CNRI – La mascarade électorale pour la présidentielle du régime illégitime des mollahs sera traitée comme la précédente, par un boycott sans appel du peuple iranien. Plus que jamais il affirmera encore plus fort son rejet du fascisme religieux au pouvoir en Iran.
Les élections dans ce régime ne servent qu’à renforcer la dictature religieuse, le partage du pouvoir entre les factions qui ont comme dénominateur commun les massacres et la répression, l’exportation du terrorisme et de l’intégrisme et le pillage des richesses nationales. Ainsi la nation iranienne ne répondra à cette mascarade que par le rejet et le boycott. Seuls les agents de la répression et du pillage de ce régime, soit 3% de la société, y participeront. Toute aide apportée à cette farce électorale reviendra à verser de l’eau au moulin de la répression et du terrorisme de ce régime inhumain.

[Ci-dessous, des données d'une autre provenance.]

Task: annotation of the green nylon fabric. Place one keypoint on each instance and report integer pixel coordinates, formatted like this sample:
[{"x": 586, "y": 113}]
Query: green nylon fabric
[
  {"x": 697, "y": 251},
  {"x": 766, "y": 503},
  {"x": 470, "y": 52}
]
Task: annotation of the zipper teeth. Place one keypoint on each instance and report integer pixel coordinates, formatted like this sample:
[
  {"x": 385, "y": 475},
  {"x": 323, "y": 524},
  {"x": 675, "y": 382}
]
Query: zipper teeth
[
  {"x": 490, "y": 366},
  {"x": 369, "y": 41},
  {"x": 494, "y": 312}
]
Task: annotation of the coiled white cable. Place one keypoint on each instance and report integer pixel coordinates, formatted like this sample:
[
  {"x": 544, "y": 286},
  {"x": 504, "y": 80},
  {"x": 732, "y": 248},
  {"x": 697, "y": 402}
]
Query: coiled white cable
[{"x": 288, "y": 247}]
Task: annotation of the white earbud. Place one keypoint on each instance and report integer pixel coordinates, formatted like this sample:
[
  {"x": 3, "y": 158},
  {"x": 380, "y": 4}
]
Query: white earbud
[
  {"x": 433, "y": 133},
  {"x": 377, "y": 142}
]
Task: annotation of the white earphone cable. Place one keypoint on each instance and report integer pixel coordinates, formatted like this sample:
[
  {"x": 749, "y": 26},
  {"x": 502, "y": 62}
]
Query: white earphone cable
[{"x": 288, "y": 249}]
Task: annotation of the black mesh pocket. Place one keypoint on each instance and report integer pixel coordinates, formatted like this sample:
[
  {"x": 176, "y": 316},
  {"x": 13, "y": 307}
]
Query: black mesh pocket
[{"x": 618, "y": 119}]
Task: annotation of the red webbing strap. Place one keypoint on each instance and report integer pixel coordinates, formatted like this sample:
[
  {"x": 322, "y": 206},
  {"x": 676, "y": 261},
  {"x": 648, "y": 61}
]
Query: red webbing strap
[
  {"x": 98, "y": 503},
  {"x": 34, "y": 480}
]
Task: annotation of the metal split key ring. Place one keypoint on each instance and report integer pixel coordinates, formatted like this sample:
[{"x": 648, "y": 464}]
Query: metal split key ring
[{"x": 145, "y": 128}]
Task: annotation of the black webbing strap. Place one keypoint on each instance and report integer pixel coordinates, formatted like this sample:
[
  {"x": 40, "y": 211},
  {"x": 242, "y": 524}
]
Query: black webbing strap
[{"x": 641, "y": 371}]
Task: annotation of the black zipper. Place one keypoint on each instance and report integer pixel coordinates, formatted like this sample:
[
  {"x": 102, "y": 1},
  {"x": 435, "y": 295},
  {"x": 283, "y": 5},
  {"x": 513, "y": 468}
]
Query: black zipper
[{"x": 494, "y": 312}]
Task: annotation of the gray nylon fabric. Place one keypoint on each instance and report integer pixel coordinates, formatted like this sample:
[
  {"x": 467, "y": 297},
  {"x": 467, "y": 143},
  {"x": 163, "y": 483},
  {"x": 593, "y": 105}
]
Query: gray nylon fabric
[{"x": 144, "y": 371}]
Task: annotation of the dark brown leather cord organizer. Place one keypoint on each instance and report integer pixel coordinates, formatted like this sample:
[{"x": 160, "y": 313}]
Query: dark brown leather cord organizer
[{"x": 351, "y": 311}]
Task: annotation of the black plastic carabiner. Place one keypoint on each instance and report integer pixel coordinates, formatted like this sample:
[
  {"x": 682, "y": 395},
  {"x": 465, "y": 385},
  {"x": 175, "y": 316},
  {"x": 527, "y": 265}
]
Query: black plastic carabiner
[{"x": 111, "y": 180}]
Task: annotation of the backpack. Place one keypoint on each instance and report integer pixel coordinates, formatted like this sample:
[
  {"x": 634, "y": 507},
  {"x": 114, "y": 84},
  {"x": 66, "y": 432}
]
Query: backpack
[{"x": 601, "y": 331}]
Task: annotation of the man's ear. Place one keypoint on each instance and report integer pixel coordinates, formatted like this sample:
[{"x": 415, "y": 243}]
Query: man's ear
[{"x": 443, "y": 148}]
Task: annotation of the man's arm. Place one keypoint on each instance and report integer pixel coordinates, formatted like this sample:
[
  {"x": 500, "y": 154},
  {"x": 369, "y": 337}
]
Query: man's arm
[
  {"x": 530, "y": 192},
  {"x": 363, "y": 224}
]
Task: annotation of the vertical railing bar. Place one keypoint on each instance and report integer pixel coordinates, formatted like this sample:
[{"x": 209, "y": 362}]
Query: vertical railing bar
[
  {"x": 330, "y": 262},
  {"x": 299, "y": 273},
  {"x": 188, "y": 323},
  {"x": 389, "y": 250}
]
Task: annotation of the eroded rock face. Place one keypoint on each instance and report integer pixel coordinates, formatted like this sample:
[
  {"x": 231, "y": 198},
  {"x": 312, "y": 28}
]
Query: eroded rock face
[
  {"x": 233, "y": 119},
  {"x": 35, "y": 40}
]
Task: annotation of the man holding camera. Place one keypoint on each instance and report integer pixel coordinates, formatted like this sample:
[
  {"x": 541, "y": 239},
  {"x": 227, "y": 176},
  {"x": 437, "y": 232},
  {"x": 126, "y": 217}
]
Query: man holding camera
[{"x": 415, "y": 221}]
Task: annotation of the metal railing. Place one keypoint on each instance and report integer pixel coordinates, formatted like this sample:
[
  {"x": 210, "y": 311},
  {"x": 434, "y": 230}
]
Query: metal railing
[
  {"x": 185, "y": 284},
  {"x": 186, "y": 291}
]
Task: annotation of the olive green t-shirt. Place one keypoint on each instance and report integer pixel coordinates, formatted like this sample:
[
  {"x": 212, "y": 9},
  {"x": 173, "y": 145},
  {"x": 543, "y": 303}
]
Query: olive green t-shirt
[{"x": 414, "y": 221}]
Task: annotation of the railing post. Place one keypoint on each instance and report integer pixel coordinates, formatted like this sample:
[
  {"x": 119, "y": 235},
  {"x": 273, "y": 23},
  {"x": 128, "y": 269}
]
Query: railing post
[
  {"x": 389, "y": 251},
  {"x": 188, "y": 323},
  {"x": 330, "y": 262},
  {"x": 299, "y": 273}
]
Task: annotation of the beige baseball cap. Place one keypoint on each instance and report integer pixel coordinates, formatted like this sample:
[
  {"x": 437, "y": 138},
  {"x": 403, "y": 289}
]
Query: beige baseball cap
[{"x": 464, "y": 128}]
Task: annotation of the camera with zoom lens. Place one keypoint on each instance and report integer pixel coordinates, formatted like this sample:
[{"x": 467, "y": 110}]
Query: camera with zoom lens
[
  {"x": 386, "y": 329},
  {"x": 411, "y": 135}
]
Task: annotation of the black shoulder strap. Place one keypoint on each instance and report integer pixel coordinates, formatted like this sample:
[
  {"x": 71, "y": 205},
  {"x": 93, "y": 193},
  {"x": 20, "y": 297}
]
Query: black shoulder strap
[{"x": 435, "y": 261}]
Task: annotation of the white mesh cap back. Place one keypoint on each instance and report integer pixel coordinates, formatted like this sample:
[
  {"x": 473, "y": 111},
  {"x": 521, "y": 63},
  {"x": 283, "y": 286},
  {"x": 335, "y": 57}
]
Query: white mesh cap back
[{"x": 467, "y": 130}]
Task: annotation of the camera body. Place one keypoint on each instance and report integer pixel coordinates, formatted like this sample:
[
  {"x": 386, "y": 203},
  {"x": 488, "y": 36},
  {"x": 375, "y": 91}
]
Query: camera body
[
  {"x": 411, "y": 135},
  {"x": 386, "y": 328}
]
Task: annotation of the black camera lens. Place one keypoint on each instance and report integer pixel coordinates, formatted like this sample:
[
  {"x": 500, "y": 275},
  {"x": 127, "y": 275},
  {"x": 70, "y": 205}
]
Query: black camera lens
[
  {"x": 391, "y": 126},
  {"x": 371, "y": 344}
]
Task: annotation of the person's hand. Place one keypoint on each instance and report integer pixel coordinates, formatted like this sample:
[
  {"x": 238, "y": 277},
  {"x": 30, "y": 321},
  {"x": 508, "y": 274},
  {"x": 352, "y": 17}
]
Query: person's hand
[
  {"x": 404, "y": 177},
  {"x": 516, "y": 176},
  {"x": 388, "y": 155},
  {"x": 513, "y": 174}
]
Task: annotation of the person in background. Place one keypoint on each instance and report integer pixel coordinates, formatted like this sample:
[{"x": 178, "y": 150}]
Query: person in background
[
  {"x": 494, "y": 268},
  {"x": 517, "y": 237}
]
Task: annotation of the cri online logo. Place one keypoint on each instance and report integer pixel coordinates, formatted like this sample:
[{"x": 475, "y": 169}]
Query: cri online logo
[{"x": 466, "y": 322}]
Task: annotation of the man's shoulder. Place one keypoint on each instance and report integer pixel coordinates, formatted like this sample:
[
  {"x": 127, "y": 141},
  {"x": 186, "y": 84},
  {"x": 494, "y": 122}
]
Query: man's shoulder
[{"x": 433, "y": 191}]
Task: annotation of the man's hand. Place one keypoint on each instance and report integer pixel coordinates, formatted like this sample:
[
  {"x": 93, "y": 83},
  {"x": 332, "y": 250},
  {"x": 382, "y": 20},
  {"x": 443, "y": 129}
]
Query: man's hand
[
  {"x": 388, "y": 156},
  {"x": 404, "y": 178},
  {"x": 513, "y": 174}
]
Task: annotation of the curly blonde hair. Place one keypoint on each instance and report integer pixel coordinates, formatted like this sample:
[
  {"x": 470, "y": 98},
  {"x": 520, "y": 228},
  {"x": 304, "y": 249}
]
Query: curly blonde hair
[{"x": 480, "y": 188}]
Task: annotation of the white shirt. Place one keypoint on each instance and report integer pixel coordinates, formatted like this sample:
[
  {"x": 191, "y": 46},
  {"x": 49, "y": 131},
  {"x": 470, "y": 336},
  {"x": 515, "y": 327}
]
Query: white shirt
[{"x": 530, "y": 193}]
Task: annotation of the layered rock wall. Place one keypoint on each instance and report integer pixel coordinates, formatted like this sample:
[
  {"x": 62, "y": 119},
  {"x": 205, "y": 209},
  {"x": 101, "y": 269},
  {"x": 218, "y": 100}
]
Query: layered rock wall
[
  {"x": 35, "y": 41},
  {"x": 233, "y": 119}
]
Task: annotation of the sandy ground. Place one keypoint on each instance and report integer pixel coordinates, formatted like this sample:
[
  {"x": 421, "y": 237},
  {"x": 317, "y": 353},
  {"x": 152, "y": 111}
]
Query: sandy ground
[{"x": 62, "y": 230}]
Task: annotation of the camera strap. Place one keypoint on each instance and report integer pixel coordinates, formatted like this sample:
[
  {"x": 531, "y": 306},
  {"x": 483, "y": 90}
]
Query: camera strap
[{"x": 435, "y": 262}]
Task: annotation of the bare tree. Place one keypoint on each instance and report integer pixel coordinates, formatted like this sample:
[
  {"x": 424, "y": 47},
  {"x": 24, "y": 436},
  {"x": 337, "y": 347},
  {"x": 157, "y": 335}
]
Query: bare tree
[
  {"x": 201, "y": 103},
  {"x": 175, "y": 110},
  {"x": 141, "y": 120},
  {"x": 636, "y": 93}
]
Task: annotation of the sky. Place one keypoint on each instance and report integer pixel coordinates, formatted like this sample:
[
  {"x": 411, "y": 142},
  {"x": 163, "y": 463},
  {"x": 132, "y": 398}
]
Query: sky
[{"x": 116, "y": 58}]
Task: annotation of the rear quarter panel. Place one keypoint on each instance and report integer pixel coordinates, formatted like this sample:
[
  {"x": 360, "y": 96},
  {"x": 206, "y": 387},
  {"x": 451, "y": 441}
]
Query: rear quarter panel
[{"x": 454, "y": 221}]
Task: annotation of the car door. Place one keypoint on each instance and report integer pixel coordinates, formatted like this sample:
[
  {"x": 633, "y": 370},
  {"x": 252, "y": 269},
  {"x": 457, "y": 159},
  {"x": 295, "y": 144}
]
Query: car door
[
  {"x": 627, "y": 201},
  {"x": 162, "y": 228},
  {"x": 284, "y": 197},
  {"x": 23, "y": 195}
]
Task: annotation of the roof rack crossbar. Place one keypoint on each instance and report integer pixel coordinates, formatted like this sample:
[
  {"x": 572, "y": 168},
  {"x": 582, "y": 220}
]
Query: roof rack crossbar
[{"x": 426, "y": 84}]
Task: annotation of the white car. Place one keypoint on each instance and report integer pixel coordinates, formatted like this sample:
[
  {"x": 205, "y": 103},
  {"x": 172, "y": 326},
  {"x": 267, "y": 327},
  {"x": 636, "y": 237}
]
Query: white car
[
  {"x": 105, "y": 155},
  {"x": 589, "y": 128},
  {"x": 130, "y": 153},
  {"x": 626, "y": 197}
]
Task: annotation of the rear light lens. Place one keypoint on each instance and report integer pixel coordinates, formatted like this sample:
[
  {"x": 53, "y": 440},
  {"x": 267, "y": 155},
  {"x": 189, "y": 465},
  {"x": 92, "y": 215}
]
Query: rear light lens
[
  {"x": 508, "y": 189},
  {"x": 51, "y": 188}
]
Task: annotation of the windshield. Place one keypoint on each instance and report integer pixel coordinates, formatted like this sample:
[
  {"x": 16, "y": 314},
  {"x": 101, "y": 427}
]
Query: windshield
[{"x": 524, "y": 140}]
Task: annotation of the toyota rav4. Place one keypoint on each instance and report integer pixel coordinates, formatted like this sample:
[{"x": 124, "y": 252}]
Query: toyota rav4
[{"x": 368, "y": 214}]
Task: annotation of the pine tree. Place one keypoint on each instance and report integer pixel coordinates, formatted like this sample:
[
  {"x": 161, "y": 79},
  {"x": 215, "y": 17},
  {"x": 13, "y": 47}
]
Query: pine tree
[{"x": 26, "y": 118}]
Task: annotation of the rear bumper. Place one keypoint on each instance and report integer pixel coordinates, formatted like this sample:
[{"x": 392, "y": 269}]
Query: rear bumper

Les ténors du régime savent parfaitement que s’ils avaient le moindre respect pour le vote populaire et s’ils acceptaient des élections libres, ils seraient immédiatement et pour toujours balayés de l’histoire de l'Iran. C’est pour cela qu’ils n’ont répondu que par la répression aux appels répétés de la Résistance iranienne ces trente dernières années à des élections libres sous l’égide des Nations Unies et dans le cadre de la souveraineté populaire.
Dans le régime néfaste du Velayat-e-Faghih, de la suprématie du guide religieux, l’ensemble des leviers du pouvoir sont dans les mains du guide suprême, et le président n’est qu’un serviteur aux ordres. Selon l’article 110 de la constitution, le guide suprême décide de la politique du régime. C’est lui qui désigne les hauts commandants de l’armée, de la police, du corps des gardiens de la révolution, ainsi que les plus hauts dirigeants du judiciaire, de la radiotélévision et les mollahs du Conseil des gardiens. Selon les articles 99 et 93 de la constitution, le conseil des gardiens désigné par le guide suprême, intervient dans toutes les élections et décide de la compétence des candidats. Selon le code électoral, tous les candidats doivent « croire dans leur cœur et dans la pratique au guide suprême ».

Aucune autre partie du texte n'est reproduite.